Prepare to visit Hogwarts once more, but on television this time. According to recent reports, Warner Bros. Discovery is in preliminary discussions with J.K. Rowling’s team to create a new show based on her well-known books. The best-selling Harry Potter series will be rebooted for the streaming era. While she won’t be the showrunner or creator, Rowling, who has courted controversy in recent years with her remarks about transgender rights problems, will still have some creative control.
Bloomberg claims that rather than being a “in-universe spinoff” like the Fantastic Beasts movies, the series would be explicitly based on Rowling’s books. According to reports, each season would take inspiration from one of the books, indicating that the company would have a long-running franchise. Rowling would continue to have some creative input into the programme under the terms of the agreement, but she would not be the principal creator or showrunner, according to a Variety report.

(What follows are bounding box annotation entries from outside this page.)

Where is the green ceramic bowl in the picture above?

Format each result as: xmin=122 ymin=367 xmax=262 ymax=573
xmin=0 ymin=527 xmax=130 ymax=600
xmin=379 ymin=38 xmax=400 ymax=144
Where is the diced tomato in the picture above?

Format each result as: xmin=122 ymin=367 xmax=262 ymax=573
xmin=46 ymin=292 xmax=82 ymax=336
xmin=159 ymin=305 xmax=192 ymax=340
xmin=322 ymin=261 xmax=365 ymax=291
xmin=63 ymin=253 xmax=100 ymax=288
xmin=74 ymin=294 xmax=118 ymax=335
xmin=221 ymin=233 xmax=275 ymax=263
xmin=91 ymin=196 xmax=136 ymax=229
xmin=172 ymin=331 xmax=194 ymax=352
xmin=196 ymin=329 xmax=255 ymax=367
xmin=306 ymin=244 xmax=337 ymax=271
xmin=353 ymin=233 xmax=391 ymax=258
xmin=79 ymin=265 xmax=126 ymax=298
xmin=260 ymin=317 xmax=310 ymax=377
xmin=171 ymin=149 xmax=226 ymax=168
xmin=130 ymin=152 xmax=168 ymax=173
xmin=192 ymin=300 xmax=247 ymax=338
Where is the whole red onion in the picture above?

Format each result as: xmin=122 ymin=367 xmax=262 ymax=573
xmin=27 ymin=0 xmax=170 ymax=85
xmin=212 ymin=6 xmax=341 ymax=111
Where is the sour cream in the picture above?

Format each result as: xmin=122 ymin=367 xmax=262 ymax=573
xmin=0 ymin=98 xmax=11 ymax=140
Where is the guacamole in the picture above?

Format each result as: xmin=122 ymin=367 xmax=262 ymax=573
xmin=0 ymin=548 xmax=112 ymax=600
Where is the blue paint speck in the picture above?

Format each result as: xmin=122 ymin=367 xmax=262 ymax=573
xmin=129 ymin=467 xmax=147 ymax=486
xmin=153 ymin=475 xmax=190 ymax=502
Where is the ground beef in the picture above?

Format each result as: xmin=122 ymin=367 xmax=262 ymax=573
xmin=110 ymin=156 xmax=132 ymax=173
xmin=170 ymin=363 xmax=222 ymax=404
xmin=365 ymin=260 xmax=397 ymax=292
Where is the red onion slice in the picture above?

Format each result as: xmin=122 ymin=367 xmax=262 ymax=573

With the release of Harry Potter and the Sorcerer’s Stone in 2001, Warner Bros. turned the seven-book fiction series Harry Potter into an eight-part, worldwide phenomenon. The final film in the series, Harry Potter and the Deathly Hallows: Part 2 was released in 2011 and brought in a cumulative $7.7 billion. A spin-off precursor series following the Harry Potter movies was conceived; it debuted with the 2016 film Fantastic Beasts and Where to Find Them but was shelved after the disappointing box office and critical reception of its sequel, Fantastic Beasts: The Secrets of Dumbledore, released the following year.